El canon supone procesos de selección, atribución de propiedades y de modelización (lo mismo para los santos que para los textos). Un texto o una vida, por lo tanto, no serían singulares, sino que son singularizados por un proceso complejo. La singularización afecta a una vida o a un texto que luego, en un segundo paso (ya no un paso de vida, sino un paso a la institución literaria), se volverán representativos y ejemplares. La vida de Rodolfo Walsh, la obra de Walsh, se dice, representa una manera de articular experiencias y sentidos, un modelo (positivo o negativo).

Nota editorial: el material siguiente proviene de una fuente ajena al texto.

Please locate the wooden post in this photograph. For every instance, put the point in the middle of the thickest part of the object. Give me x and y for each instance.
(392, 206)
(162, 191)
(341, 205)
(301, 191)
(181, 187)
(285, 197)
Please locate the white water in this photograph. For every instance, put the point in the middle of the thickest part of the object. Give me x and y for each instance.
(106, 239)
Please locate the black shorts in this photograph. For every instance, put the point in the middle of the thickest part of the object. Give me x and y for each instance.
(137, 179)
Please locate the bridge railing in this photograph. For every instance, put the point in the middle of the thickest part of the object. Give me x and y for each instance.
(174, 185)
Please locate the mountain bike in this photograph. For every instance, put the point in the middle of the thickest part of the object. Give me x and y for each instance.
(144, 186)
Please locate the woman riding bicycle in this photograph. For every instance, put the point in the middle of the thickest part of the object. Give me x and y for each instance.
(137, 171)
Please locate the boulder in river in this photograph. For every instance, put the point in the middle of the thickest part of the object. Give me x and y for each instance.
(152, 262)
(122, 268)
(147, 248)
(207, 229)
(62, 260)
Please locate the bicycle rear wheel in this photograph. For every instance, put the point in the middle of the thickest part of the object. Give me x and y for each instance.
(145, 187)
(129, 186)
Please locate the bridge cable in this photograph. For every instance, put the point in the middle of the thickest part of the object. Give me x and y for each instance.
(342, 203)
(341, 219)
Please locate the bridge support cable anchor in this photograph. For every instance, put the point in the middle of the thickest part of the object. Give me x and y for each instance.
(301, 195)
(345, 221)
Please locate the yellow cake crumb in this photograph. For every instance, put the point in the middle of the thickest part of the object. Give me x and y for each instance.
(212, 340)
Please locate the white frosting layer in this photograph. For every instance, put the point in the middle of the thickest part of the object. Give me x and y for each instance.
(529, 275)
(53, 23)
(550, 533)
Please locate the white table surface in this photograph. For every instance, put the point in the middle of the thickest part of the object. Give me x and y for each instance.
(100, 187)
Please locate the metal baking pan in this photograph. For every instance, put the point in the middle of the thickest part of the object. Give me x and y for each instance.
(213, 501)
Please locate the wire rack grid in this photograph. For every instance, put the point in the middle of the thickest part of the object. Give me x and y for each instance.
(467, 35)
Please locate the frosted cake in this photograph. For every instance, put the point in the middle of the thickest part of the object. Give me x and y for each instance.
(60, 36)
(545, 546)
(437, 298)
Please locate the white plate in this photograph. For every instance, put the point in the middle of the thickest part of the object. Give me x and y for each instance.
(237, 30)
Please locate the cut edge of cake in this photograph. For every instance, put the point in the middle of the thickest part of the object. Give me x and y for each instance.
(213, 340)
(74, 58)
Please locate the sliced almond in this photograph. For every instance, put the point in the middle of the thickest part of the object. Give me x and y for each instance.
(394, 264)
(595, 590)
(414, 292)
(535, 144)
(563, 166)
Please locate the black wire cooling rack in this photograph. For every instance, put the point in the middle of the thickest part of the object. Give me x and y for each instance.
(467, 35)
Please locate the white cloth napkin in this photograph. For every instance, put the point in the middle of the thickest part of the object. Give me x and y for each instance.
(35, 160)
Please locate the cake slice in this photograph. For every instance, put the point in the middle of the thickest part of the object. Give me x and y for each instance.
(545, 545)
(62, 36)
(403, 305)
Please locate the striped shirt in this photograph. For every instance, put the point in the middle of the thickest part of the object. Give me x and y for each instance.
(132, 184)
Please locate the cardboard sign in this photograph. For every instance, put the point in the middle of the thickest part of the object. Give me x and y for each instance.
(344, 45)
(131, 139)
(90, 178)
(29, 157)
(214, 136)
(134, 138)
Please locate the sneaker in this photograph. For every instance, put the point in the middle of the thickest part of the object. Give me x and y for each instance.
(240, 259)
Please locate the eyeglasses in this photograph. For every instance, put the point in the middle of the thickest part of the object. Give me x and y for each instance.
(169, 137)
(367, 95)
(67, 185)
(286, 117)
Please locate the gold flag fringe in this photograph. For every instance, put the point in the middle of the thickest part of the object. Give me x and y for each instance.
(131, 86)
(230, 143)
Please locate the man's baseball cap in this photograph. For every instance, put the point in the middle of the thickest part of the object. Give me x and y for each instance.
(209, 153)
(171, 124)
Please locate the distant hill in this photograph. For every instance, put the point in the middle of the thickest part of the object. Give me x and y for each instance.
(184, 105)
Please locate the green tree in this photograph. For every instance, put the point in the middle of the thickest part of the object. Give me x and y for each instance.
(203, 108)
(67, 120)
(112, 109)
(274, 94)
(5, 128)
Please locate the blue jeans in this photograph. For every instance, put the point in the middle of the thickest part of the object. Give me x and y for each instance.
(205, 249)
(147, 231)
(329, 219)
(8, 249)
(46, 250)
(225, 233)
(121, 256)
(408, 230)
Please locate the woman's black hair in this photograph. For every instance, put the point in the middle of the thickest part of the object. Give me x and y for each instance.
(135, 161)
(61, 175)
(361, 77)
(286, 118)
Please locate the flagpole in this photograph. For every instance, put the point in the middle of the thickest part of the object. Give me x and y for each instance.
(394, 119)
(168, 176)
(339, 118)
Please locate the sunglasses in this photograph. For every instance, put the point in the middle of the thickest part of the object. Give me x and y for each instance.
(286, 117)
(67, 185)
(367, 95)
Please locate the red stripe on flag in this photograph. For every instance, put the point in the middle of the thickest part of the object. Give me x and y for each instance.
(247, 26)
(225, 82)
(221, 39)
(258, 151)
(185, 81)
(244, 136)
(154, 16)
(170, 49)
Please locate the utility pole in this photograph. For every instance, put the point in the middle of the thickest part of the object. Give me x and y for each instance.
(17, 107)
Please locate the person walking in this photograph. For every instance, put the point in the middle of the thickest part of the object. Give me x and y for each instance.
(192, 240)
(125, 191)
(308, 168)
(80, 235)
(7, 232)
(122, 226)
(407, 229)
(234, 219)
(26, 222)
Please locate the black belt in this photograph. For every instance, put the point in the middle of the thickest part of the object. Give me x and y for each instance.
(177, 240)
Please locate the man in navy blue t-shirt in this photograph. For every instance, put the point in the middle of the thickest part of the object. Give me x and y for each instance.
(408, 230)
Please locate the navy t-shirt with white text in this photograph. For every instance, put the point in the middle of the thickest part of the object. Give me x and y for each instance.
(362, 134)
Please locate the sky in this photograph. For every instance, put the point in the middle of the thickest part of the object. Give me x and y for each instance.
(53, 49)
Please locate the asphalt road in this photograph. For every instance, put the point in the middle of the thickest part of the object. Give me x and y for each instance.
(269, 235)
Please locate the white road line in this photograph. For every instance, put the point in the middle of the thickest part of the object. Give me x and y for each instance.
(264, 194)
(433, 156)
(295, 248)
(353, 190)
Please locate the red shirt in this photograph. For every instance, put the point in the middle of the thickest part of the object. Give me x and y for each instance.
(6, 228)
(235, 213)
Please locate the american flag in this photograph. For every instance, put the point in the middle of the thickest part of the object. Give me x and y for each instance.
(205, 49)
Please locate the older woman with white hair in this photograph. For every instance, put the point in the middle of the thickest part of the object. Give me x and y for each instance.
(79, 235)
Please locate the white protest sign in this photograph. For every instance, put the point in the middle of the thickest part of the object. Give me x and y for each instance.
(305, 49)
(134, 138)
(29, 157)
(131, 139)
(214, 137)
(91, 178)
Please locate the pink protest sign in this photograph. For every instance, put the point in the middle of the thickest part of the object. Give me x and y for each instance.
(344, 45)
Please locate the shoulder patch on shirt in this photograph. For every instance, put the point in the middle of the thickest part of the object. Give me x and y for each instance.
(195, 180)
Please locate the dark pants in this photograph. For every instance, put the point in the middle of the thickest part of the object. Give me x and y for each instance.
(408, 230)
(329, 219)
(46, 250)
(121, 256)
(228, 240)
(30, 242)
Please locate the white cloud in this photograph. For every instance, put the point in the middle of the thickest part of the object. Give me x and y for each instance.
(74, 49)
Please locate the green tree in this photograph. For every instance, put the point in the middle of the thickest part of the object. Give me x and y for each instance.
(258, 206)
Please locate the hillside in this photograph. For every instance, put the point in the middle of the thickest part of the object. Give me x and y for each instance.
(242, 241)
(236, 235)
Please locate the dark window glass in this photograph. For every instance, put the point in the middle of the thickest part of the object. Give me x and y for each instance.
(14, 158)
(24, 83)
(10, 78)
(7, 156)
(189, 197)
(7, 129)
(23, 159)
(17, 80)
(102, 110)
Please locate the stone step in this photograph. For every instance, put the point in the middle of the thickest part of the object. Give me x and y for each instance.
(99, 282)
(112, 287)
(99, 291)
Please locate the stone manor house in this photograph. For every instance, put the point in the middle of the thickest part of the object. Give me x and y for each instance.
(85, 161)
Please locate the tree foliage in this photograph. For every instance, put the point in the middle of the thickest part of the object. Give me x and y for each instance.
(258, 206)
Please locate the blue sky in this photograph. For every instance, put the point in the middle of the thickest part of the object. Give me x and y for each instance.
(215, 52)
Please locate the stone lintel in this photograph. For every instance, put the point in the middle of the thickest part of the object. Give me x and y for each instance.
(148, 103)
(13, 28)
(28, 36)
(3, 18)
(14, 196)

Algo del orden de lo particular (la vida vivida, el texto escrito) se singulariza, y luego de ese proceso de singularización se vuelve, de algún modo, universal. Una vida representa “la vida”, un texto representa “la literatura” (en cortes periódicos, al menos). Es así como la historia consagra una obra.
Una obra es ese encuentro real entre una masa de discurso y una vida: el nombre propio (Borges, Walsh) no es sino una forma de denominar un encuentro entre lo literario y lo viviente en el que un sujeto pone en juego su vida (como un apostador se juega su vida). Luego, el canon clasifica: asigna un lugar, una posición, una clase. Pero también transforma en clásico. ¿Todas las obras que integran el canon son clásicos? ¿Lo son del mismo modo? La clasificación se realiza de acuerdo con un ordo, que no es sólo posicional, sino jerárquico. Hay órdenes (entre los santos, entre los ángeles, entre las obras) y podría decirse que el clásico ocupa la jerarquía de primer rango dentro del canon (Hernández, Borges, Walsh). El clásico se propone como un modelo definitivo y para siempre (aun cuando, lo sabemos, el canon esté sujeto a revisiones, modificaciones, disputas, aniquilamientos).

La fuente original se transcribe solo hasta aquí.